Japan’s household spending last month fell for a fifth straight month and retail sales also dropped, underscoring the weakness in domestic demand.
The jobless rate was the lowest since 1995.
Household spending fell 0.5 percent in July from a year earlier, the statistics bureau said yesterday (forecast minus-1.5 percent).Retail sales fell 0.2 percent from a year earlier (forecast minus-0.9 percent), according to a Ministry of Economy, Trade and Industry report. Compared with a month earlier, they rose 1.4 percent (forecast plus 0.8 percent).
The unemployment rate was 3 percent (forecast 3.1 percent). The number of employed women (28.3 million) and women’s labor participation rate (66.3 percent) rose to a record high, according to the statistics bureau.
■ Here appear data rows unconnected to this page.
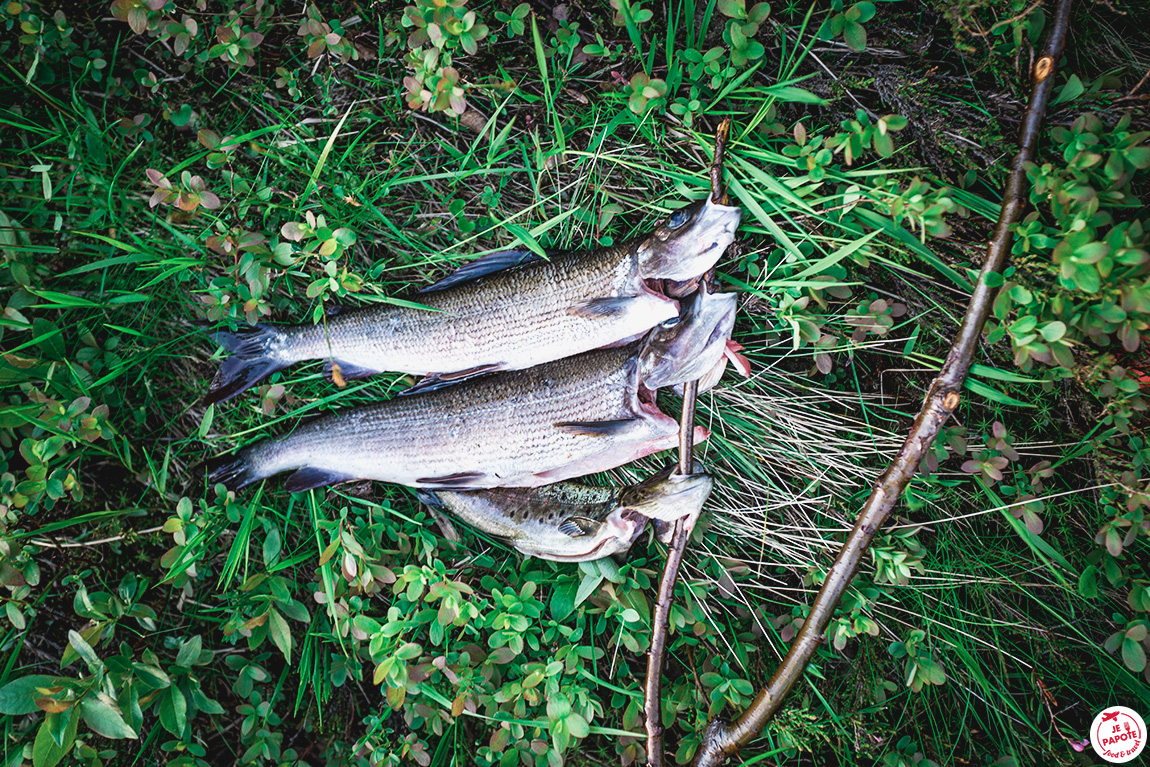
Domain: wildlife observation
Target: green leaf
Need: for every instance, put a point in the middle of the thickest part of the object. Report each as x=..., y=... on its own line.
x=101, y=714
x=48, y=338
x=526, y=238
x=855, y=36
x=562, y=599
x=1134, y=656
x=174, y=711
x=280, y=633
x=18, y=696
x=152, y=676
x=190, y=651
x=588, y=587
x=733, y=8
x=576, y=726
x=83, y=647
x=1052, y=331
x=46, y=752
Japan’s economy is struggling to gain momentum, evidenced by slower expansion in GDP than economists forecast in the second quarter. Even as the job market remains tight, the yen’s gains since the start of this year are hurting exports, making businesses more reluctant to invest.
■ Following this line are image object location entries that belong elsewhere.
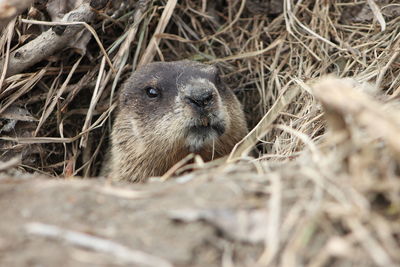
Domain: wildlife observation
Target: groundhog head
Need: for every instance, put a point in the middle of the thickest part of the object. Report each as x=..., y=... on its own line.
x=181, y=102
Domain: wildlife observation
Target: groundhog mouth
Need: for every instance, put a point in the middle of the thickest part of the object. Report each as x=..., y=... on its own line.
x=199, y=135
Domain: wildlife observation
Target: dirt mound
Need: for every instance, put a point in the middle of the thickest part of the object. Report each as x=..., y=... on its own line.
x=324, y=190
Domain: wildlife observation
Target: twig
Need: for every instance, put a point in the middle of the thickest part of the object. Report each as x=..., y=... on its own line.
x=48, y=42
x=119, y=251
Meanwhile, consumers are wary of spending because wages are barely rising.
This is putting pressure on the Bank of Japan to consider more monetary stimulus at its meeting on Sept. 20 and Sept. 21.
“Overall, consumer spending remains weak as wage growth is dull,” Yoshiki Shinke, an economist at Dai-ichi Life Research Institute in Tokyo, said before the reports were released. “Households have been keeping their purse strings tight since the sales-tax increase in 2014.”
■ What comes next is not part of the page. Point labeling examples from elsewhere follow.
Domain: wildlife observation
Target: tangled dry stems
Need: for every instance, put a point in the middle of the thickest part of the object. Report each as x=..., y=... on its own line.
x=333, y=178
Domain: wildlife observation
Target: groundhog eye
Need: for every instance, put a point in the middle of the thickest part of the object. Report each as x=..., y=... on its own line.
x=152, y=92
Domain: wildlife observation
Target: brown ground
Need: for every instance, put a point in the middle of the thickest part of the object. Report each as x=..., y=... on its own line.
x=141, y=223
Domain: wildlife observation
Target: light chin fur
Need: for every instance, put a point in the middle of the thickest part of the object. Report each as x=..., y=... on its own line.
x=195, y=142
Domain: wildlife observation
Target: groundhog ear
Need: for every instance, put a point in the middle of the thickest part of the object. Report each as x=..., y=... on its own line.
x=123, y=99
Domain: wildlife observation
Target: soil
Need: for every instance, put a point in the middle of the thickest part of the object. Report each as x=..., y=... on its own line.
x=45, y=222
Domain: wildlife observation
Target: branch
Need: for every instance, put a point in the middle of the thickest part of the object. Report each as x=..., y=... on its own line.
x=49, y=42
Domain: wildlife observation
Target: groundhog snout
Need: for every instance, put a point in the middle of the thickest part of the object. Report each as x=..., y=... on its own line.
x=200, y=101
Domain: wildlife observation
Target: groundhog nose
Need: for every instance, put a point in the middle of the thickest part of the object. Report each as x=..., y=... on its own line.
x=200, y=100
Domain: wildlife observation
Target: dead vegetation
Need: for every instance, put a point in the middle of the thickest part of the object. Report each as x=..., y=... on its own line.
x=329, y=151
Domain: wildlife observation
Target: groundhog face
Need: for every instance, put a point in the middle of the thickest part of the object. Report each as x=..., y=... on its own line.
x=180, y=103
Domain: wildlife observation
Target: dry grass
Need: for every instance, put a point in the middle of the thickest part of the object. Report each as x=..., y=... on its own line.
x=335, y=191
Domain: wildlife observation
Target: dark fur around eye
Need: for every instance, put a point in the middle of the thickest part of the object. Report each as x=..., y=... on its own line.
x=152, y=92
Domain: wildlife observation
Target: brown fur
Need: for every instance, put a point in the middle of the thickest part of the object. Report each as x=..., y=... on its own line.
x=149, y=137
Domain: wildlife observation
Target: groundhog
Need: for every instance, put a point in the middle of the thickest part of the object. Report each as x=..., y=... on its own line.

SMBC Nikko Securities Inc economist Koya Miyamae said spending is recovering since the start of the year, though “won’t grow dramatically.”
Miyamae said big gains in household spending would require “structural reforms like changing labor market rules.”
Atsushi Takeda, an economist at Itochu Corp in Tokyo, said retailers were helped as last month had more weekends compared with other months, and people shop more on weekends.
He sees the gains as temporary.
“Demand among consumers isn’t worsening but isn’t improving,” he said.
Compared with June, household spending rose 2.5 percent last month. The job-to-applicant ratio was unchanged at 1.37 (forecast 1.38).